Sweet Spot (Irresistible 1) - Page 72

My heart ached. There was something long-term in his words that I was sure he didn’t even realize. But from the bottom of my heart, I appreciated it anyway. I scrunched up my nose. “You’re kind of the best. You know that?”

“Nah, I’m not. Maybe to you and Tess, but that’s about it.”

“I’ll take it.” Putting my seatbelt on, I frowned. “By the way, I’m sorry about my Aunt Lynn asking you about – ”

“Don’t,” Lukas said. “I’m not going to hold it against someone who doesn’t know that about me. And I’m sure it was a pretty reasonable thing to ask considering I hit it off with Hank.”

“Hank?”

Lukas turned to me with a grin bit between his lips. “He asked me to call him that. Cracked me the hell up.”

I burst out laughing myself. “‘Hank’ though? Why?”

“He said it’s manly.”

“Oh God. That’s fucking adorable,” I groaned as we pulled out of the driveway.

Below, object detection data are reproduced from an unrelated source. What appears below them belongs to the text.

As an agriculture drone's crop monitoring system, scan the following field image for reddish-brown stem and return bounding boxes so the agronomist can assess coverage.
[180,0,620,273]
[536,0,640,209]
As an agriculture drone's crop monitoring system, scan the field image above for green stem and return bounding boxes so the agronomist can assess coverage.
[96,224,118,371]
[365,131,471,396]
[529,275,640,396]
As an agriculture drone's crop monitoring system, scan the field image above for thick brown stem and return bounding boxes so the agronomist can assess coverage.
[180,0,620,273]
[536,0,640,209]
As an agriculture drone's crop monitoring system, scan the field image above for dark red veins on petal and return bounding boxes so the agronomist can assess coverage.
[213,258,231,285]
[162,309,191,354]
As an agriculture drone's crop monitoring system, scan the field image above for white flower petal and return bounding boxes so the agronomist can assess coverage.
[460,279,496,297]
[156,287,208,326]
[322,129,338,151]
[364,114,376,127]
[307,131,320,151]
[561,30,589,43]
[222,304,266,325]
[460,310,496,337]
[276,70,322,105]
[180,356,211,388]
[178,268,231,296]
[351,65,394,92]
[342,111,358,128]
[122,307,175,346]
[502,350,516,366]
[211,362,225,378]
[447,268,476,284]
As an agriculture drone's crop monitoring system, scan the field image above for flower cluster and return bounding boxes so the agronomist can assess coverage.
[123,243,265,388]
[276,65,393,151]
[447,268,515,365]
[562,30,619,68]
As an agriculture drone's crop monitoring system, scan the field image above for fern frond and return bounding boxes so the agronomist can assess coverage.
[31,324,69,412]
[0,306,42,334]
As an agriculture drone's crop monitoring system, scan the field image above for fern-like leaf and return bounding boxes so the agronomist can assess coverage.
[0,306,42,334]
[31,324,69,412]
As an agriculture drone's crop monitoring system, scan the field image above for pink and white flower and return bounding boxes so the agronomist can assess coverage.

I waited for us to get back onto the road before taking Lukas’s hand but he read my mind and took mine.

And for the next ten minutes of the ride, we were quiet, our hands doing all the talking as he squeezed it or stroked my thigh. I cursed the car for being so spacious because all I wanted was to sidle up to him.

“Sleepy?” Lukas asked as I hugged his arm against my chest.

“Kind of.”

“You can go to sleep. You don’t have to keep me company,” he grinned out at the road.

Yes. I took his permission and I ran with it but as I got sleepy against the warmth and hardness of his arm, my mind wandered. The Bailey’s Aunt Lynn had poured into my coffee felt like nothing before but now it was buzzing in my head, getting my tongue a little loose. I wanted to ask something, to confirm a suspicion I had at the diner. And though I held it in for awhile, it eventually came out.

“Is the reason you don’t want kids because you’re scared to repeat… what happened?” I asked quietly, breaking the peaceful silence we’d had running for almost twenty minutes now. Even in my sleepy tipsiness, I expected Lukas to get rigid, at least a little angry with me for asking. But he didn’t so much as flinch and when he answered his tone was calm and even.

“No. I know I’d be a great father.”

“Then why don’t you want kids?”

He was quiet for a second, the only sound coming from the low hum of our tires on the road.

“Because I’d feel guilty. Wyatt wouldn’t forgive me,” he said, his voice tight. “He’d hate me for raising another kid right when I failed him so fucking badly.”

I squeezed his arm tight against my chest because his words crushed me. “Lukas,” I whispered.

“Yeah?”

“I’m sleepy and tipsy so I hope this comes out right but that’s just… not true. It’s not true at all, Lukas. Wyatt knew that everything you did was for him. He knew the life you gave him was worlds better than what your parents could’ve ever provided. You were a kid yourself back then, and you still did amazingly,” I whispered, staring out at the dark road, in sheer awe of Lukas as I thought about it again. “You were twenty years old and raising children. You were only twenty-five when you moved them to a new home for a better life. And you know Wyatt appreciated everything you sacrificed for him and Tess. He was only

sixteen and he knew you could recognize that you were barely that much older than him when you sued for custody.” I didn’t look up at Lukas, but I moved my cheek to kiss his arm. A tear fell from the corner of my eye onto his sleeve. I wiped at it before turning my eyes back to the road. “Wherever Wyatt is now, he’s at peace. And from your stories, from the way you described him I know that he can’t be anything but happy when he thinks about you. You gave him everything you had and he made sure to let you know that. He would never be mad at you for anything. I know it.”

I wasn’t sure why I was so confident but I was, and I felt adamant about letting Lukas know before I fell asleep and lost my words. For awhile, he said nothing. The hum of the tires continued to put me to sleep. But just before I drifted off, I felt him press his lips against the top of my head, giving me a kiss before whispering three words. Not the ones I ached for, but they were still so good.

“Thank you, baby.”

Simple but sweet, and the perfect lullaby to send me drifting off into slumber.

27

LIA

In the morning, I woke up to the sound of bumping and thumping in the hallway. Sitting up in bed, I noticed the other side empty and my shower running in the bathroom. With a little smile, I got up and snuck in, peeling the shower curtain back a bit so I could start my morning with easily the best view I could think of.

“Lord,” I whispered as I gazed at the water trickling down the slanted cuts of muscle in Lukas’s back. I got a good, hard look at his ass before he turned with his good, hard dick in his palm, his fingers wrapped around his shaft and jerking.